Morrison continues by combining next Adams’ song ‘Joy’ from “Genius Child” by the prolific American composer Ricky Ian Gordon. Gordon has been compared to the best, by the best: “If the music of Ricky Ian Gordon had to be defined by a single quality, it would be the bursting effervescence infusing songs that blithely blur the lines between art song and the high–end Broadway music of Leonard Bernstein and Stephen Sondheim. It’s caviar for a world gorging on pizza!” (The New York Times) Soprano Harolyn Blackwell commissioned Ricky Ian Gordon in 1995 to compose “Genius Child: A Cycle of 10 Songs,” setting the poetry of Langston Hughes for voice and piano. ‘Joy’ is the last song in the cycle.
“I would unite with anybody to do right and with nobody to do wrong!”Frederick Douglass quote taken from the American Composers Alliance
Mr. Outlaw will present next the impressive ‘Fourth of July Speech’ from the opera “Frederick Douglass” composed by a student of Nadia Boulanger, and one of the co-founders of the Society of Black Composers, the American composer Dorothy Rudd Moore. Rudd Moore received a commission from Opera Ebony in 1985 to compose an opera paying tribute to the life of the inimitable Frederick Douglass. Douglass was a great Black American statesman, women’s suffragist, orator, author, minister, reformer, former escaped slave, and abolitionist.

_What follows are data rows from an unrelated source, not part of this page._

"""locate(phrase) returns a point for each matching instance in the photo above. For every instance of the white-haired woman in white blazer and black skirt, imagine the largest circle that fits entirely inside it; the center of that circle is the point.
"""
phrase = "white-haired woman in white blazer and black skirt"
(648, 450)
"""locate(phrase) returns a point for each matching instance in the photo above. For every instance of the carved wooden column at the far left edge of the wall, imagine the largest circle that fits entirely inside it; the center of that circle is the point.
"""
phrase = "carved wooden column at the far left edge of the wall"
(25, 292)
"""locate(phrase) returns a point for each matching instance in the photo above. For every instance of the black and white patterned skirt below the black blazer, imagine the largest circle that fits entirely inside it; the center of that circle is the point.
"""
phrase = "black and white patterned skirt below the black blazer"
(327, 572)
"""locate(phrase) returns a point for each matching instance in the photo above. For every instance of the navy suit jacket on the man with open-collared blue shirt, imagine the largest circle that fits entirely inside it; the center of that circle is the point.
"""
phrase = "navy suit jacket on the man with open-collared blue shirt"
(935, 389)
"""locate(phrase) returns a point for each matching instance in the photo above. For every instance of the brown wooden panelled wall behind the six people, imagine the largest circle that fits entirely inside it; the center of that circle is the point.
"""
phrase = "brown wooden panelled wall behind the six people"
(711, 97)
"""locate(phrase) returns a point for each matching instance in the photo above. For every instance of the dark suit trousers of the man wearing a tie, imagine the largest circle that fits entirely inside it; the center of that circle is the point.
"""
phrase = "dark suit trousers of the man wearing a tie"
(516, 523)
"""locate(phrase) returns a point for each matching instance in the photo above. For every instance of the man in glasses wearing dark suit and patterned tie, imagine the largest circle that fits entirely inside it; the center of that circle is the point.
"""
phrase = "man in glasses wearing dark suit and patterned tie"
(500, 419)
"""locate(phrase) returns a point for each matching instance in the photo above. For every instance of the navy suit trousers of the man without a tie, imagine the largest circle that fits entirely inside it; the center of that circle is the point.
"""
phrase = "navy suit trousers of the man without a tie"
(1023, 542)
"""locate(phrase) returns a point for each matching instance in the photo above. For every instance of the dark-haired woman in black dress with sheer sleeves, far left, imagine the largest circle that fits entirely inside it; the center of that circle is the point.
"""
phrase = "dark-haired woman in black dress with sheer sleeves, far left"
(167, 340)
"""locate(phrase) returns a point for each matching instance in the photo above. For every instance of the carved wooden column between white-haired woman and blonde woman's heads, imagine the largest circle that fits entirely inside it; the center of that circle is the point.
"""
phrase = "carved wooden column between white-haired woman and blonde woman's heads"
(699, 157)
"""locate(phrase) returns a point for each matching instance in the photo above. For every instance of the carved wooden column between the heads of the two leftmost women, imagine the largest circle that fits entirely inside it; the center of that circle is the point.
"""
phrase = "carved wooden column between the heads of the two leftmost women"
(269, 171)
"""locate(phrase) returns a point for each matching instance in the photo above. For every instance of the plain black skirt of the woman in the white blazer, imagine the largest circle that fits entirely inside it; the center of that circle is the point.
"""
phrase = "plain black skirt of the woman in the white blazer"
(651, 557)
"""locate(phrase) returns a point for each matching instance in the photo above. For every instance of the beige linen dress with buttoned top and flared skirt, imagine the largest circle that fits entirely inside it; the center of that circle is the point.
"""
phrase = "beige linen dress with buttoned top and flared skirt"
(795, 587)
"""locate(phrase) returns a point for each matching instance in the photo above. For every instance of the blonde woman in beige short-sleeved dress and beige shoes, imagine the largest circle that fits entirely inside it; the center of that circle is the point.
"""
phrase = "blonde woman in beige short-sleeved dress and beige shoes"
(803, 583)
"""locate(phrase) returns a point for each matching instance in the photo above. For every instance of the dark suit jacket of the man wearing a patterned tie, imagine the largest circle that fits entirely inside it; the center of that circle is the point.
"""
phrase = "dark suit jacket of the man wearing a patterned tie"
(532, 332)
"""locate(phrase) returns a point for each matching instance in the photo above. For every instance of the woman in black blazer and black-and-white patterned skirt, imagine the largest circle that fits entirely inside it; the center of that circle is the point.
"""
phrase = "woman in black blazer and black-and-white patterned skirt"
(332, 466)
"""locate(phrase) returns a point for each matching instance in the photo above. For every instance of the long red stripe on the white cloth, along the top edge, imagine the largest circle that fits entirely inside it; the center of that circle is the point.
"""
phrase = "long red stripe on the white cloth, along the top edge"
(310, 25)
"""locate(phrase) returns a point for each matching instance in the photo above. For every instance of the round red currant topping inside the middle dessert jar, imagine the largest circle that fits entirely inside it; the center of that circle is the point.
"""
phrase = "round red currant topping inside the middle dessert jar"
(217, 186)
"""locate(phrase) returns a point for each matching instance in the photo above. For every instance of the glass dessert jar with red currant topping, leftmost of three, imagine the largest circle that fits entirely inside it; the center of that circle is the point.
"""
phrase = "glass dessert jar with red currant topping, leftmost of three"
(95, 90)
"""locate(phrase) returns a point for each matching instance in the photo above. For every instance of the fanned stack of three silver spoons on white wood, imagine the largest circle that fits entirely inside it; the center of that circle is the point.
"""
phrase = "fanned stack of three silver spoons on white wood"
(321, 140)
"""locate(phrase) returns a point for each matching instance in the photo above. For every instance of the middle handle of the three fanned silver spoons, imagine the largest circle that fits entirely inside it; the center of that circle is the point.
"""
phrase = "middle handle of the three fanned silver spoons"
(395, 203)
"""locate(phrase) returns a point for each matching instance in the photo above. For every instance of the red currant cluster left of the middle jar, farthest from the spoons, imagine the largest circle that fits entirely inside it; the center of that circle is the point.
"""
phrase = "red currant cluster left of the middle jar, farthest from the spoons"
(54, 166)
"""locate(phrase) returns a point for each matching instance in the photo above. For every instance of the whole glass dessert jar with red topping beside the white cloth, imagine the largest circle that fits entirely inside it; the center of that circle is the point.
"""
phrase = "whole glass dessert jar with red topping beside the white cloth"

Ms. Morrison follows with “Watch and Pray,” a traditional spiritual set by American composer, pianist, and educator Undine Smith Moore. Smith Moore, the granddaughter of slaves and who experienced the Jim Crow era first-hand was known during her lifetime as the “Dean of Black Women Composers” and an active participant of the Civil Rights Movement.
To conclude the CROpera’s Juneteenth concerts, Ms. Morrison and Mr. Outlaw will close the program with George Gershwin’s famous ‘I Loves You Porgy’ from Act II, Scene 3 of George and Ira Gershwin’s opera “Porgy and Bess.” Bess has returned to Catfish Row from Kittiwah Island. She is very ill with a fever and Porgy takes her in. One of the Catfish Row women prays for Bess’s recovery and Bess improves. Porgy tells Bess she may leave if she wishes. Bess confesses to Porgy that she is afraid of the tough dockworker, Crown. Porgy says that he will protect her, and Bess admits to Porgy that she loves him in the legendary duet, ‘I Loves You Porgy.’